The payments, between 2015 and 2018, were made to obtain a contract with the Philippines government to help run that country’s 2016 presidential election and secure the timely payment for its work, according to a superseding indictment filed Thursday in a Florida federal court.

Three former executives of Smartmatic, including co-founder Roger Pinate, were previously charged in 2024 but at the time South Florida-based Smartmatic was not named as a defendant. Pinate, who no longer works for Smartmatic but remains a shareholder, has pleaded not guilty.

FILE - A Smartmatic representative demonstrates his company's system which has scanners and touch screens with printout options, at a meeting of the Secure, Accessible & Fair Elections Commission, Aug. 30, 2018, in Grovetown, Ga. (Bob Andres/Atlanta Journal-Constitution via AP, File)
FILE - A Smartmatic representative demonstrates his company's system which has scanners and touch screens with printout options, at a meeting of the Secure, Accessible & Fair Elections Commission, Aug. 30, 2018, in Grovetown, Ga. (Bob Andres/Atlanta Journal-Constitution via AP, File)

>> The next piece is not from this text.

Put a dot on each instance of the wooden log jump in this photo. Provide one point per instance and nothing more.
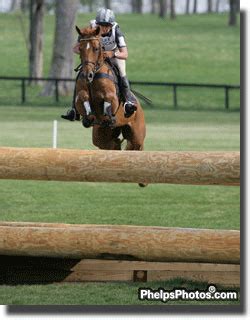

The criminal case is unfolding as Smartmatic is pursuing a $2.7 billion lawsuit accusing Fox News of defamation for airing false claims that the company helped rig the 2020 U.S. presidential election in which Joe Biden defeated Donald Trump.

Smartmatic in a statement denied the allegations and said it believed the U.S. Attorney’s Office in Miami had been misled and politically influenced by unnamed powerful interests.

“This is again, targeted, political, and unjust,” the company said. “Smartmatic will continue to stand by its people and principles. We will not be intimidated by those pulling the strings of power.”

As part of the criminal case, prosecutors in August sought the court’s permission to introduce evidence they argue shows that revenue from a $300 million contract with Los Angeles County to help modernize its voting systems was diverted to a “ slush fund” controlled by Pinate through the use of overseas shell companies, fake invoices and other means.

They also accused Pinate of secretly bribing Venezuela’s longtime election chief by giving her a luxury home with a pool in Caracas. Prosecutors say the home was transferred to the election chief in an attempt to repair relations following Smartmatic’s abrupt exit from Venezuela in 2017 when it accused President Nicolas Maduro ’s government of manipulating tallied results in elections for a rubber-stamping constituent assembly.

A hearing on the purported evidence tied to Los Angeles and Venezuela will be held next month however none of the accusations are mentioned in the superseding indictment signed by Jason Reding Quinones, the new Trump-appointed U.S. Attorney for the Southern District of Florida.

Smartmatic was founded more than two decades ago by a group of Venezuelans who found early success running elections while the late Hugo Chavez, a devotee of electronic voting, was in power. The company later expanded globally, providing voting machines and other technology to help carry out elections in 25 countries, from Argentina to Zambia.

But Smartmatic has said its business tanked after Fox News gave Trump’s lawyers a platform to paint the company as part of a conspiracy to steal the 2020 election.

Fox said it was legitimately reporting on newsworthy events but eventually aired a piece refuting the allegations after Smartmatic’s lawyers complained. Nonetheless, it has aggressively defended itself against the defamation lawsuit in New York — arguing that the company was facing imminent collapse over its own internal misconduct, not due to any negative coverage.